Arithmetic subgroups of GL(2, ℝ)

We define a subgroup of GL (Fin 2) ℝ to be arithmetic if it is commensurable with the image of SL(2, ℤ).

def MatrixGroups.term𝒮ℒ : Lean.ParserDescr

The image of the modular group SL(2, ℤ), as a subgroup of GL(2, ℝ).

Equations

• MatrixGroups.term𝒮ℒ = Lean.ParserDescr.node `MatrixGroups.term𝒮ℒ 1024 (Lean.ParserDescr.symbol "𝒮ℒ")

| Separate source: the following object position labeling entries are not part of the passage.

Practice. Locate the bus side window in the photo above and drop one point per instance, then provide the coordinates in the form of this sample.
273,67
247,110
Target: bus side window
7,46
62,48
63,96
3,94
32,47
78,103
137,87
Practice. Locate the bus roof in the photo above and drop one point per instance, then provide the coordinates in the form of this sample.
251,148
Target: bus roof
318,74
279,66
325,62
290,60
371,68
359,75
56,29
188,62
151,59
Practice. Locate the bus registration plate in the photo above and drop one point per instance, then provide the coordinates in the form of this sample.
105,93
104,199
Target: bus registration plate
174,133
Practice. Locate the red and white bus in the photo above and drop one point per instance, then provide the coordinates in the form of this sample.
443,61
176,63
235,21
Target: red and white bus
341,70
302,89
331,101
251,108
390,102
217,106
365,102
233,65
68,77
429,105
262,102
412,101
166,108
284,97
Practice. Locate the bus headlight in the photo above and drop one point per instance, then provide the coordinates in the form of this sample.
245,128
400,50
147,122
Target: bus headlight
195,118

instance Subgroup.instCoeSpecialLinearGroupFinOfNatNatIntGeneralLinearGroupReal : Coe (Subgroup (Matrix.SpecialLinearGroup (Fin 2) ℤ)) (Subgroup (GL (Fin 2) ℝ))

Coercion from subgroups of SL(2, ℤ) to subgroups of GL(2, ℝ) by mapping along the obvious inclusion homomorphism.

Equations

• Subgroup.instCoeSpecialLinearGroupFinOfNatNatIntGeneralLinearGroupReal = { coe := Subgroup.map (Matrix.SpecialLinearGroup.mapGL ℝ) }

class Subgroup.IsArithmetic (𝒢 : Subgroup (GL (Fin 2) ℝ)) : Prop

A subgroup of GL(2, ℝ) is arithmetic if it is commensurable with the image of SL(2, ℤ).

• is_commensurable : Commensurable 𝒢 (Matrix.SpecialLinearGroup.mapGL ℝ).range

instance Subgroup.instIsArithmeticRangeSpecialLinearGroupFinOfNatNatIntGeneralLinearGroupRealMapGL : (Matrix.SpecialLinearGroup.mapGL ℝ).range.IsArithmetic

The image of SL(2, ℤ) in GL(2, ℝ) is arithmetic.

theorem Subgroup.isArithmetic_iff_finiteIndex {Γ : Subgroup (Matrix.SpecialLinearGroup (Fin 2) ℤ)} : (map (Matrix.SpecialLinearGroup.mapGL ℝ) Γ).IsArithmetic ↔ Γ.FiniteIndex

instance Subgroup.instIsArithmeticMapSpecialLinearGroupFinOfNatNatIntGeneralLinearGroupRealMapGLOfFiniteIndex (Γ : Subgroup (Matrix.SpecialLinearGroup (Fin 2) ℤ)) [Γ.FiniteIndex] : (map (Matrix.SpecialLinearGroup.mapGL ℝ) Γ).IsArithmetic

Images in GL(2, ℝ) of finite-index subgroups of SL(2, ℤ) are arithmetic.

instance Subgroup.IsArithmetic.finiteIndex_comap (𝒢 : Subgroup (GL (Fin 2) ℝ)) [𝒢.IsArithmetic] : (comap (Matrix.SpecialLinearGroup.mapGL ℝ) 𝒢).FiniteIndex

If Γ is arithmetic, its preimage in SL(2, ℤ) has finite index.